An unusual finding was also present in this bird: a whole adult American toad (Anaxyrus americanus) was present in the lumen of its esophagus. This prey is quite unusual for great blue herons based on our experience (no documentation of toad predation by great blue heron in the CWHC National Database). Actually, even if some authors suggest that great blue herons do eat toads, very few observations of predations on this species have been documented.
The great blue heron’s diet consists primarily of fish, as well as frogs, small mammals, small birds and insects. We believe that the American toad is likely a very unusual prey for herons that seem to usually avoid it. The reasons for this aversion is probably due to the presence of cutaneous toxins (bufotoxins) in the toad. In fact, apart from the common garter snake (Thamnophis sirtalis) that will ingest toads whole, occasional toad predators, such as hawks, crows and raccoons consume toads by ripping out the toad’s internal tissues, thus avoiding the toxin glands on the back. Despite this aversion, this great heron probably ingested this prey because of its state of emaciation.

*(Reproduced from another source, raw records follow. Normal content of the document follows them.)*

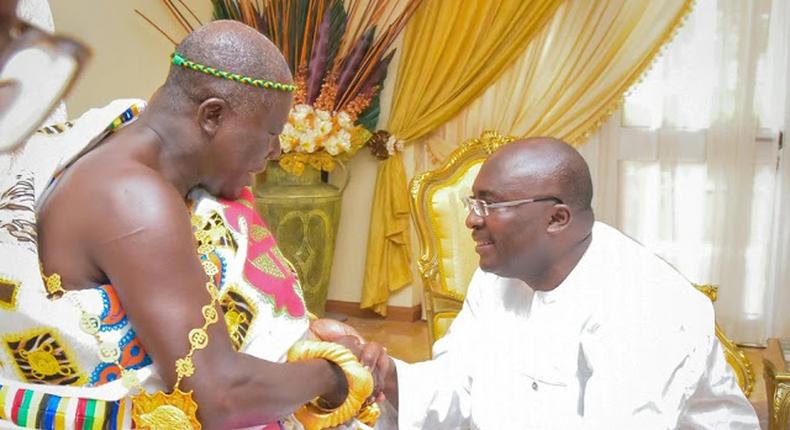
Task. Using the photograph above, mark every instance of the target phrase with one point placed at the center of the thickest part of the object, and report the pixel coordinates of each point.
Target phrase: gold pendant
(160, 411)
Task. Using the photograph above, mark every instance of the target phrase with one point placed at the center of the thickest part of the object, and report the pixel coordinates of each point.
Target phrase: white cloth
(624, 342)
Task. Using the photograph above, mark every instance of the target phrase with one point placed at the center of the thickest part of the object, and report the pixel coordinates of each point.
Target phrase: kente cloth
(624, 342)
(50, 375)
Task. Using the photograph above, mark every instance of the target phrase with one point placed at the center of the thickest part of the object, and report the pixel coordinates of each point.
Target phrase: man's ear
(211, 113)
(560, 218)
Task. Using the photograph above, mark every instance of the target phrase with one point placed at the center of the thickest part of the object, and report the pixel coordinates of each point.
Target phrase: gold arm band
(360, 384)
(370, 414)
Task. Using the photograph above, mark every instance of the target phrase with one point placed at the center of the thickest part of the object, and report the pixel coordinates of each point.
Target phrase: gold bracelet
(360, 384)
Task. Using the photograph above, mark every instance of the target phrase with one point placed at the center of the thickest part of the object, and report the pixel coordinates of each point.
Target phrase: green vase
(303, 213)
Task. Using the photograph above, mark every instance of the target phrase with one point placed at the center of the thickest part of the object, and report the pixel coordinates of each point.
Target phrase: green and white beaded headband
(180, 60)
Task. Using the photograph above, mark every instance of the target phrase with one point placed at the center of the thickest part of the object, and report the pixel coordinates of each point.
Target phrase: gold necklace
(158, 411)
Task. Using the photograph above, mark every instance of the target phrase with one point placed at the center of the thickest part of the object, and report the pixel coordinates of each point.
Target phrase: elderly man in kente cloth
(160, 296)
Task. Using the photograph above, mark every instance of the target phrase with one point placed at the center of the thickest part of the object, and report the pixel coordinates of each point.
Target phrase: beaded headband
(180, 60)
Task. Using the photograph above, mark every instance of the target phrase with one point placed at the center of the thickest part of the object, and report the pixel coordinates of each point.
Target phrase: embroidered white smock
(624, 342)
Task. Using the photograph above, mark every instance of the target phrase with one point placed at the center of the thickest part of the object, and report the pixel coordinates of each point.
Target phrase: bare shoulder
(107, 203)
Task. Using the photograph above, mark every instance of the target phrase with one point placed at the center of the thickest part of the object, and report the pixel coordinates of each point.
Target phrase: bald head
(549, 166)
(233, 47)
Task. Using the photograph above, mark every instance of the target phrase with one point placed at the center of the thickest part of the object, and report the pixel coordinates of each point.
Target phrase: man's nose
(275, 149)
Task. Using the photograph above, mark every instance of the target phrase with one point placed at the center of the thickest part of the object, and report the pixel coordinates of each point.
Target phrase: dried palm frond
(338, 51)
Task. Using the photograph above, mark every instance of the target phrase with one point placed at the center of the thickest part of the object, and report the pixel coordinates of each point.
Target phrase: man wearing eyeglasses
(568, 323)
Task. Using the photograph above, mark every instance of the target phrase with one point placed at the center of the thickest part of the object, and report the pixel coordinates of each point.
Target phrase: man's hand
(372, 355)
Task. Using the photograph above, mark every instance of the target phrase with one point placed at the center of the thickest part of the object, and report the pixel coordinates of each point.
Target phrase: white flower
(393, 145)
(333, 145)
(344, 120)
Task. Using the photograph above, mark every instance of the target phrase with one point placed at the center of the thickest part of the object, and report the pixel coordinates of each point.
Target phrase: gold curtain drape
(572, 76)
(564, 82)
(453, 50)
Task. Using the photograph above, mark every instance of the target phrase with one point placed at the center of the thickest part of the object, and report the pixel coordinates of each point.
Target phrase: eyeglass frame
(482, 208)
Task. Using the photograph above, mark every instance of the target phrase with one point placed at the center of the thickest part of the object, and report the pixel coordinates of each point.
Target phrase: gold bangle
(360, 384)
(370, 414)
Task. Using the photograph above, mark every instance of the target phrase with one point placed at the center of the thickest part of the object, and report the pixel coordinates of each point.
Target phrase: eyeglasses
(482, 208)
(36, 70)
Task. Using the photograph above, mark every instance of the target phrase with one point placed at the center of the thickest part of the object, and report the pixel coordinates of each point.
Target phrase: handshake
(362, 370)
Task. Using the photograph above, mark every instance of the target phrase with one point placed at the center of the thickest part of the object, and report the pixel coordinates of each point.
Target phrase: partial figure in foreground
(159, 274)
(568, 323)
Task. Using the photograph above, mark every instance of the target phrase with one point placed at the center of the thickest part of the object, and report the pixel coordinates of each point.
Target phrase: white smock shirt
(624, 342)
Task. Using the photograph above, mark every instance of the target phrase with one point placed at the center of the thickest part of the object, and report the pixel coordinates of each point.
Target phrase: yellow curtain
(572, 76)
(453, 49)
(388, 270)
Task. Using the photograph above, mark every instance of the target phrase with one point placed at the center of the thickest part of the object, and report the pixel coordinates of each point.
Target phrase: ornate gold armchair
(777, 384)
(737, 359)
(447, 258)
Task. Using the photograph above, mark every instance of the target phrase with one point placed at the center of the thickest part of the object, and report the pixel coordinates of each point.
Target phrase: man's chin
(231, 194)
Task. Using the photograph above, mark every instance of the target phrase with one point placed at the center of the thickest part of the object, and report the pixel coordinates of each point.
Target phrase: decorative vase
(303, 213)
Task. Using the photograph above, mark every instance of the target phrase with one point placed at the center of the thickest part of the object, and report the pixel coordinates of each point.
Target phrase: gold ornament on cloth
(177, 411)
(360, 384)
(158, 411)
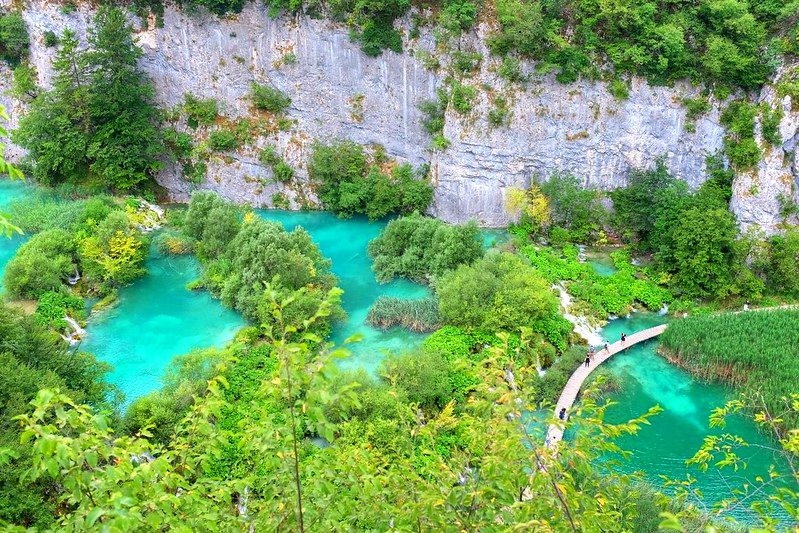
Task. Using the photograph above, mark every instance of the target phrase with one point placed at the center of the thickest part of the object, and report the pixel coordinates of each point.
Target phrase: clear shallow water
(344, 242)
(677, 433)
(11, 190)
(155, 319)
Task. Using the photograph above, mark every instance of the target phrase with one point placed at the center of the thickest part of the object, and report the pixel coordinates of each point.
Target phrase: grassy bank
(755, 352)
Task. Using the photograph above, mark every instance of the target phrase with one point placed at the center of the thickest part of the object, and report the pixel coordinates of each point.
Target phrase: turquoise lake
(10, 191)
(675, 434)
(344, 242)
(156, 319)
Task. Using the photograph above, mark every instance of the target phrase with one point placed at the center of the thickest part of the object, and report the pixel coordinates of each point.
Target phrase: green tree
(703, 252)
(421, 248)
(100, 118)
(497, 293)
(14, 39)
(42, 264)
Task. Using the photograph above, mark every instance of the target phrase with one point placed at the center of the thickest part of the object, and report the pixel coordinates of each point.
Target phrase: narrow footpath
(575, 383)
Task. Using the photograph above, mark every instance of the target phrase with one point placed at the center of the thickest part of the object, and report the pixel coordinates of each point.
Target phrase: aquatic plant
(414, 314)
(757, 352)
(602, 295)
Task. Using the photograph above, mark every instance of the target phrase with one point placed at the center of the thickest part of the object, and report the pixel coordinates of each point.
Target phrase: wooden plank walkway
(569, 394)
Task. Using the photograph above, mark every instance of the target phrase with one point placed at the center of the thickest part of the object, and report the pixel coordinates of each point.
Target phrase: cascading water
(74, 332)
(582, 326)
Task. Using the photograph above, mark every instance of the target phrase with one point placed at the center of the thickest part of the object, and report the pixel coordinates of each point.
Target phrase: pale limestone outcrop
(579, 128)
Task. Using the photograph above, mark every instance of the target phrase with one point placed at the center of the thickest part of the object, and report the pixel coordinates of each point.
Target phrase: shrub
(416, 315)
(223, 141)
(462, 97)
(170, 242)
(281, 171)
(574, 208)
(696, 107)
(200, 112)
(420, 248)
(240, 259)
(50, 39)
(619, 89)
(755, 352)
(269, 98)
(347, 184)
(458, 15)
(434, 112)
(423, 377)
(466, 62)
(280, 201)
(769, 123)
(511, 70)
(42, 264)
(179, 143)
(497, 293)
(14, 39)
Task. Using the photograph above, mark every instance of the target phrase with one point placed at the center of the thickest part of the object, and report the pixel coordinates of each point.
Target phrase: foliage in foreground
(35, 358)
(420, 248)
(95, 238)
(755, 352)
(468, 463)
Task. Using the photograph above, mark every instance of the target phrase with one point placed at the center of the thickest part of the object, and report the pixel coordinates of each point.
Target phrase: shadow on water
(674, 436)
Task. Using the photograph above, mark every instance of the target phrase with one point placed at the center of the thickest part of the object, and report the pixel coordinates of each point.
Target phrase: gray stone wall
(580, 128)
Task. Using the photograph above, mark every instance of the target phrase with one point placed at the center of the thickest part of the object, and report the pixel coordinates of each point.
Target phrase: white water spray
(581, 325)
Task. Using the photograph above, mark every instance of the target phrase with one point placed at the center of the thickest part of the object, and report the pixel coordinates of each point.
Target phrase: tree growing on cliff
(99, 120)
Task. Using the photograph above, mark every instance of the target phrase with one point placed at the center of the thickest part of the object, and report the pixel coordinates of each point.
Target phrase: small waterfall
(581, 325)
(581, 253)
(154, 214)
(72, 280)
(75, 333)
(538, 368)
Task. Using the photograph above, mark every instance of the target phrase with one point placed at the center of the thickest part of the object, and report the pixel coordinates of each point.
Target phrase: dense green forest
(270, 432)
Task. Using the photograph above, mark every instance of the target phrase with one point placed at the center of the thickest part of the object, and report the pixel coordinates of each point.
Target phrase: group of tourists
(588, 357)
(590, 354)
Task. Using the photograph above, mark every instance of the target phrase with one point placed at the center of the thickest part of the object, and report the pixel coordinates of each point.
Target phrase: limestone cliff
(337, 91)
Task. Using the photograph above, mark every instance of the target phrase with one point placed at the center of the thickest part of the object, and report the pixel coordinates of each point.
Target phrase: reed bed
(756, 352)
(420, 315)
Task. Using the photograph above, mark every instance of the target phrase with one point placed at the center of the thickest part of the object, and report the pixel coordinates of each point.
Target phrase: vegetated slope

Intoxication by consuming certain species of toad (e.g. cane toad* and Colorado River toad) is well documented in domestic animals, mainly dogs. The back of the toad is covered with multiple growths that are actually glands containing toxins. The two largest glands, called parotoid glands, are located behind each eye. The poison is released when the predator applies pressure to the glands when grasping the toad in its mouth. Many active substances constitute this toxin, especially digitalis derivatives such as bufotoxins which are cardiotoxic. The clinical signs of intoxication to toad are multiple, have a very rapid onset (in the hour after intoxication) and could be quite serious. Bufotoxin intoxications have been, on the other hand, rarely documented in birds. Suspected cases of bufotoxin poisoning is limited to a case in a common buzzard (Buteo buteo). Some authors have suggested the existence of innate or acquired resistance in some birds, including species of raptors. It is hypothesized that the koilin layer covering the gizzard of raptors decreases the absorption of toxins. In addition, the toxicity of American toad appears to be relatively low; fatal cases of intoxication following the ingestion of that species of amphibian have not been properly documented. Nevertheless, American toad also produce a toxin that can cause irritation on the skin and oral mucosa and it therefore a protective mechanism against predation.
In the case of this great blue heron, the toad stopped its course in the oesophagus due to the presence of vegetal debris and aquatic insects in the stomach. The fact that the oesophagus is not covered by koilin could have allowed systemic absorption of the toxins. It can therefore be proposed that the toxin secreted by the toad and likely absorb that this heron could have contributed to its death. This link between the ingestion of this toad and this mortality, however, remains speculative.
Stéphane Lair and Marion Jalenques, CWHC – Québec
*Cane toads (Rhinella merianae), an invasive species in over 20 countries (including parts of the USA, Caribbean,and Australia), are more than 500% larger in terms of mass (229g vs 36g) and can secrete approximately 37100% more bufotoxin (dry mass: 175g vs 0.47g) relative to American toads (Chen and Chen, 1932). The relatively massive amount of toxin produced by cane toads greatly factors in to their involvement in serious poisoning cases. Another major factor is that species poisoned by cane toads are often naïve predators that generally lack adaptations to handle or the experience to avoid cane toads.
Chen KK, Chen AL (1932): The Journal of Pharmacology and Experimental Theapeutics 42: 281-293.